2.3. Alla stregua della ricostruzione del quadro normativa in allora vigente e del meccanismo regolatore della fattispecie concreta, non sono pertinenti le ulteriori deduzioni svolte in ricorso circa la rilevanza, ai fini del riconoscimento del danno da mancato utile anche nel periodo successivo alla consegna, dell’inadempimento della stazione appaltante dell’obbligo di cooperazione e circa l’anomalo andamento dell’appalto, una volta chiarito che, in base all’espresso dettato dell’art. 10 citato, comma 8, all’appaltatore spetta il “compenso” maggiorato, corrispondente ai maggiori oneri sopportati dallo stesso nella “forzata” esecuzione dell’appalto e purchè dipendenti dal ritardo, oneri, infatti, riconosciuti dalla Corte territoriale con riferimento sia al periodo anteriore, sia a quello successivo alla consegna.

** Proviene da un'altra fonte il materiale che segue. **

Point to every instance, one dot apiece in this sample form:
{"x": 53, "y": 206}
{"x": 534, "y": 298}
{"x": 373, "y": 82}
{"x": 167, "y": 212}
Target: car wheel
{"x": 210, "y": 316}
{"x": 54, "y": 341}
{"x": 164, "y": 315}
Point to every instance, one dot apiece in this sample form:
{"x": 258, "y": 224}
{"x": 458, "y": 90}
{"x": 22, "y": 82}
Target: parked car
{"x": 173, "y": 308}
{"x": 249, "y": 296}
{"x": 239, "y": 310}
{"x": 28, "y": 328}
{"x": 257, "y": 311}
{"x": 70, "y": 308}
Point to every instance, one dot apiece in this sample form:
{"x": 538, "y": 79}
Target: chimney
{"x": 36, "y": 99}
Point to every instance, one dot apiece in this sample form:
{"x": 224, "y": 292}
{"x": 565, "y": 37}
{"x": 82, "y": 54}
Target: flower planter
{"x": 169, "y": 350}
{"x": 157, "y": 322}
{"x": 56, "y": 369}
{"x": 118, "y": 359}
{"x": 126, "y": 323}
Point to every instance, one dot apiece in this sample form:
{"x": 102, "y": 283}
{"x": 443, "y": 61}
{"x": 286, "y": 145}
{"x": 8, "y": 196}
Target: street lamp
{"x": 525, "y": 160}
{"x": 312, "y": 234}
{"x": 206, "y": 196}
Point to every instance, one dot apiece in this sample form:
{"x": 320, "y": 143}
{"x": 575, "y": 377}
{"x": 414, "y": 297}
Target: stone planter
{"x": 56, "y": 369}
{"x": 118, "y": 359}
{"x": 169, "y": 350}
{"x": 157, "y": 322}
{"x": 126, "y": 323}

Peraltro, sempre in ordine al danno da mancato utile, la Corte territoriale ha espresso una doppia ratio decidendi, affermando, con adeguata motivazione, che in ogni caso l’impresa appaltatrice non aveva fornito la prova della sussistenza di quel pregiudizio, dopo aver dato conto delle allegazioni di detta parte e delle risultanze della prova testimoniale, escludendo così, in radice, la debenza di quella posta, liquidata in via equitativa dal Tribunale.

Parte ricorrente censura il suddetto iter motivazionale senza precisare quale sia il vizio denunciato e quali le norme violate, richiama le risultanze della prova testimoniale (teste R.) ed assume di avere adeguatamente provato nell’an la richiesta risarcitoria, rimarcando che l’attrezzatura era rimasta immobilizzata in cantiere senza poter essere utilizzata in altri appalti.

La censura si risolve in una generica critica del ragionamento logico posto dal giudice di merito a base dell’interpretazione degli elementi probatori del processo e, in sostanza, nella richiesta di una diversa valutazione degli stessi, ipotesi integrante un vizio motivazionale non più proponibile in seguito alla modifica dell’art. 360 c.p.c., comma 1, n. 5, apportata dal D.L. n. 83 del 2012, art. 54, convertito in L. n. 134 del 2012 (Cass., sez. un., n. 8053/2014).

3. In conclusione, il ricorso va rigettato e le spese del presente giudizio, liquidate come in dispositivo, seguono la soccombenza.

Ai sensi del D.P.R. n. 115 del 2002, art. 13, comma 1 quater, deve darsi atto della sussistenza dei presupposti processuali per il versamento, da parte della ricorrente, di un ulteriore importo a titolo di contributo unificato pari a quello previsto per il ricorso per cassazione, a norma dello stesso art. 13, comma 1-bis, ove dovuto (Cass. n. 23535/2019).

PQM

La Corte rigetta il ricorso e condanna parte ricorrente alla rifusione delle spese del presente giudizio, liquidate in complessivi Euro 5.200, di cui Euro 200 per esborsi, oltre rimborso spese generali ed accessori come per legge.

Ai sensi del D.P.R. n. 115 del 2002, art. 13, comma 1 quater, dà atto della sussistenza dei presupposti processuali per il versamento, da parte del ricorrente, di un ulteriore importo a titolo di contributo unificato pari a quello previsto per il ricorso per cassazione, a norma dello stesso art. 13, comma 1-bis, ove dovuto.

Così deciso in Roma, il 2 luglio 2020.